C’est une belle découverte. Comme toi, j’aime beaucoup ce genre de rencontres qui nous en apprend plus sur la façon dont les livres nous parviennent.
C’est vrai qu’on n’imagine pas toujours le chemin que parcourt un livre ! En l’occurrence, c’est un autre auteur croate qui, lors d’un festival littéraire, a parlé de Kristian Novak à l’éditrice. Celle-ci a demandé à Chloé Billon ce qu’elle en pensait et hop, elles se sont lancées !
Entièrement d’accord avec toi quant à l’importance du traducteur dans un roman écrit en langue étrangère. Si j’ai déjà souligné cette importance à plusieurs reprises, c’est vrai que je devrais prendre la peine de noter à chaque fois le nom du traducteur et la langue d’origine du roman.
Quant à l’histoire, elle doit être intense à lire.
Je confirme que c’est un récit intense mais en même temps, il se lit très bien grâce à une plume très fluide et puissante à la fois. Ici, la traductrice nous a expliqué avoir utilisé quelques expressions du Jura pour rendre le dialecte de la région montagneuse où se déroule l’histoire. C’est vrai que dans beaucoup de pays, les dialectes sont encore très parlés et c’est délicat de le rendre en français où nous avons une langue bien plus standardisée !
bonjour, comment vas tu? merci pour la découverte. passe un bon week end et à bientôt!
Je l’ai mis dans mon pense-bête sur Babelio parce qu’il n’est pas dans ma médiathèque en ville (et c’est inutile que je le cherche dans celle de mon village, enfin de ma petite ville…). Il me tente ce roman parce qu’en plus je ne connais pas vraiment d’auteurs croates, enfin je crois. Apparemment mes messages passent, j’imagine que tu modères tes commentaires.

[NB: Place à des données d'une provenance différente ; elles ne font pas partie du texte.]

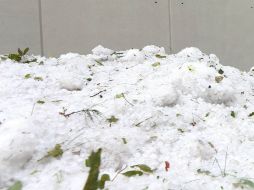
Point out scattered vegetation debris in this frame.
[155,54,167,59]
[83,149,110,190]
[165,161,170,172]
[233,179,254,189]
[90,90,106,98]
[152,62,161,67]
[230,111,236,118]
[8,48,29,62]
[215,76,224,83]
[122,170,144,177]
[59,107,101,121]
[131,164,153,173]
[8,181,23,190]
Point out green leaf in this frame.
[98,174,110,189]
[249,112,254,117]
[34,77,43,81]
[24,74,32,79]
[115,93,124,99]
[37,100,45,104]
[155,54,167,59]
[46,144,63,158]
[230,111,235,118]
[233,179,254,189]
[152,62,161,67]
[122,170,143,177]
[23,48,29,55]
[83,149,102,190]
[107,115,119,124]
[131,164,153,173]
[8,181,23,190]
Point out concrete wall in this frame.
[0,0,254,70]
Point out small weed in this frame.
[233,179,254,189]
[83,149,110,190]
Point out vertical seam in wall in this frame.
[168,0,173,53]
[38,0,44,56]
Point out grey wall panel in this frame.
[42,0,170,56]
[0,0,41,54]
[171,0,254,70]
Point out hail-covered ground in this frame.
[0,46,254,190]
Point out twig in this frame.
[111,165,128,181]
[90,90,106,98]
[135,117,153,127]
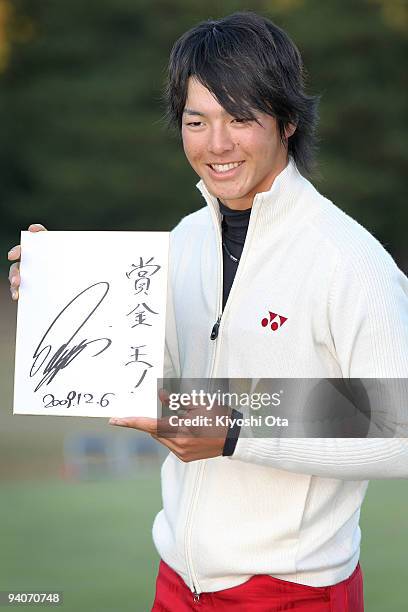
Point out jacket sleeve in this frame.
[230,240,408,480]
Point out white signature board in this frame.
[13,231,169,417]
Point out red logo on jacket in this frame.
[261,311,288,331]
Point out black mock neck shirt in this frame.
[218,200,252,310]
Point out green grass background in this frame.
[0,284,408,612]
[0,472,408,612]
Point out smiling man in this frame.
[9,8,408,612]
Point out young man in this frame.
[10,13,408,612]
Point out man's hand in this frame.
[109,389,230,463]
[7,223,46,300]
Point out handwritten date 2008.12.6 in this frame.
[42,391,116,408]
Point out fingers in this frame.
[109,417,157,434]
[7,223,47,301]
[9,263,20,300]
[7,244,21,261]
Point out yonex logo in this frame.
[261,311,288,331]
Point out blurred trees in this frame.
[0,0,408,267]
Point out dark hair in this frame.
[164,11,319,173]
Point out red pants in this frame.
[152,561,364,612]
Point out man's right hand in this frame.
[7,223,47,300]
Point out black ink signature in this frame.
[30,282,112,391]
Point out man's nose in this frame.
[208,125,234,155]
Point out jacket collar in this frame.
[196,157,308,231]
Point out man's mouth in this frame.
[207,161,244,174]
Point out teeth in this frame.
[210,162,242,172]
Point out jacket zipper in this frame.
[184,196,257,603]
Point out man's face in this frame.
[181,77,294,210]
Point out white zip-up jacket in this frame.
[153,160,408,593]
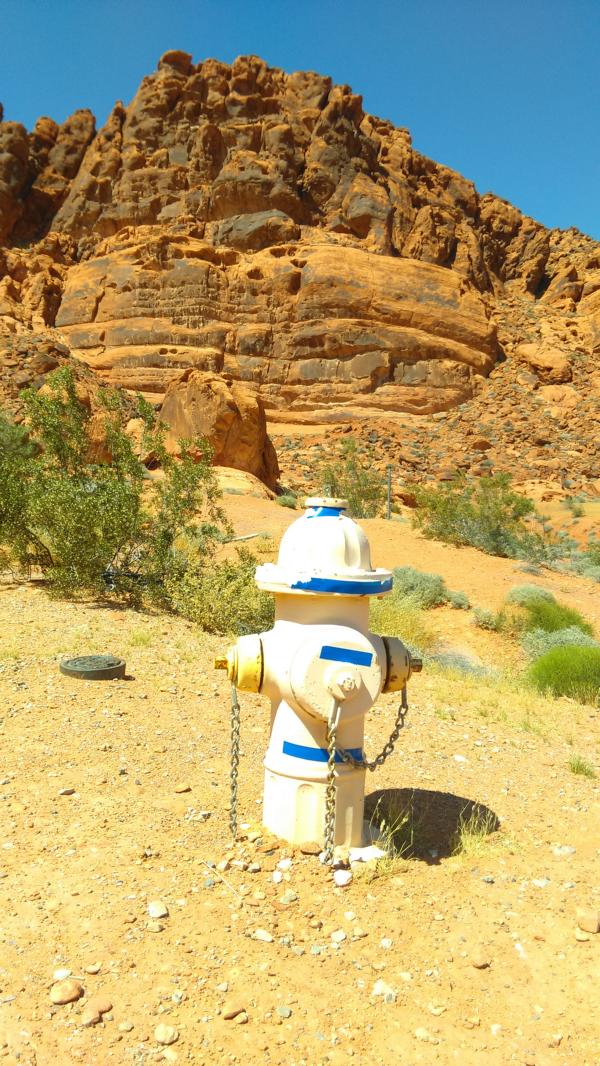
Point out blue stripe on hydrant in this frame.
[319,644,373,666]
[283,740,362,762]
[290,578,393,596]
[306,507,342,518]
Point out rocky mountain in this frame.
[0,51,600,485]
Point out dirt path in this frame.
[0,497,600,1066]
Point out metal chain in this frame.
[229,684,240,840]
[323,685,408,866]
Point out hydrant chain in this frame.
[229,684,240,840]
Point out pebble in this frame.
[253,930,273,943]
[223,1003,246,1021]
[148,900,168,918]
[577,907,600,933]
[470,950,490,970]
[371,979,395,1003]
[50,978,83,1005]
[415,1027,439,1044]
[334,870,352,888]
[155,1021,179,1045]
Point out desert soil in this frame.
[0,496,600,1066]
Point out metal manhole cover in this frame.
[61,656,125,681]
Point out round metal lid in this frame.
[61,656,125,681]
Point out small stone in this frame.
[155,1021,179,1045]
[415,1027,439,1044]
[371,979,395,1003]
[79,1006,102,1029]
[470,950,490,970]
[148,900,168,918]
[253,930,273,943]
[577,907,600,933]
[223,1003,246,1021]
[299,840,322,855]
[50,978,83,1005]
[334,870,352,888]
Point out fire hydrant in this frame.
[215,498,421,852]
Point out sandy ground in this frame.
[0,497,600,1066]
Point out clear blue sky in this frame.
[0,0,600,240]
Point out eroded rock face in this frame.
[0,51,600,481]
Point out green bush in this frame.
[319,439,386,518]
[0,368,227,609]
[506,585,555,607]
[521,626,600,659]
[413,473,563,560]
[275,492,298,511]
[523,599,594,636]
[167,548,274,634]
[528,647,600,706]
[391,566,469,610]
[473,607,501,632]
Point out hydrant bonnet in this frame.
[256,497,392,596]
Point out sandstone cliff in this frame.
[0,52,600,488]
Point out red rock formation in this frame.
[0,52,600,483]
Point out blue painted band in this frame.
[319,644,373,666]
[290,578,393,596]
[283,740,362,762]
[306,507,342,518]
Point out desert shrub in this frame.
[391,566,469,610]
[0,368,226,609]
[506,585,554,607]
[369,593,437,655]
[521,626,600,659]
[528,647,600,706]
[413,473,563,561]
[167,548,274,634]
[319,439,386,518]
[523,599,594,636]
[472,607,501,632]
[275,492,298,511]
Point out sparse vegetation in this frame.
[391,566,469,611]
[320,439,386,518]
[413,473,562,561]
[569,755,597,780]
[528,647,600,706]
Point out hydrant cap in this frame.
[256,497,392,596]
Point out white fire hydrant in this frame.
[215,498,421,851]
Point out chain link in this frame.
[323,685,408,866]
[229,684,240,840]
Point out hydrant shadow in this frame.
[364,789,500,865]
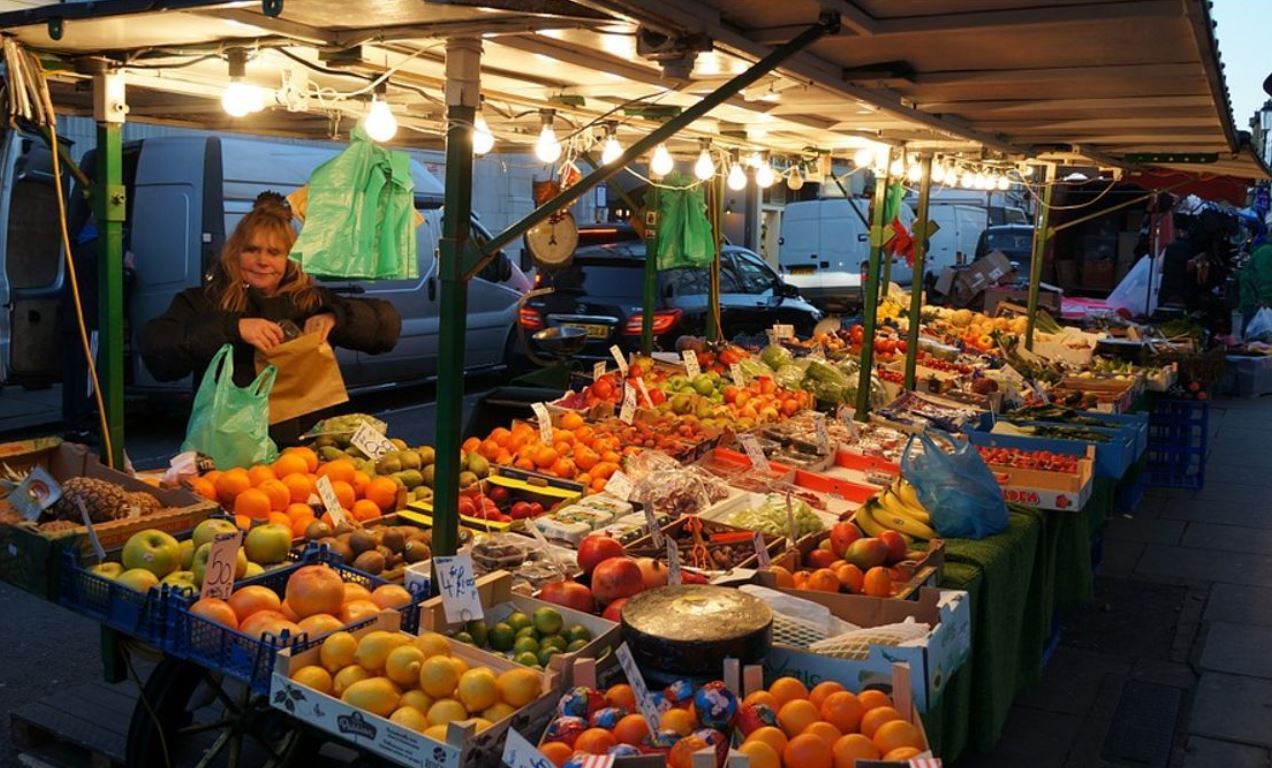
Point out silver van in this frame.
[0,131,528,397]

Malheureusement, Les Argonautes sont encore une maison d’édition un peu confidentielle et les auteurs croates ne sont pas hyper diffusés. Je te recommande cependant Miracle à la combe aux aspics, très drôle, que j’ai chroniqué il y a quelques mois (https://des-romans-mais-pas-seulement.fr/romans/miracle-a-la-combe-aux-aspics-ante-tomic/) et L’eau rouge de Jurica Pavičić, un polar (enquête sur une disparition) qui revient aussi sur une vingtaine d’années de l’histoire du pays. Ce n’est pas violent et passionnant (et sans doute plus facilement disponible en bibliothèque).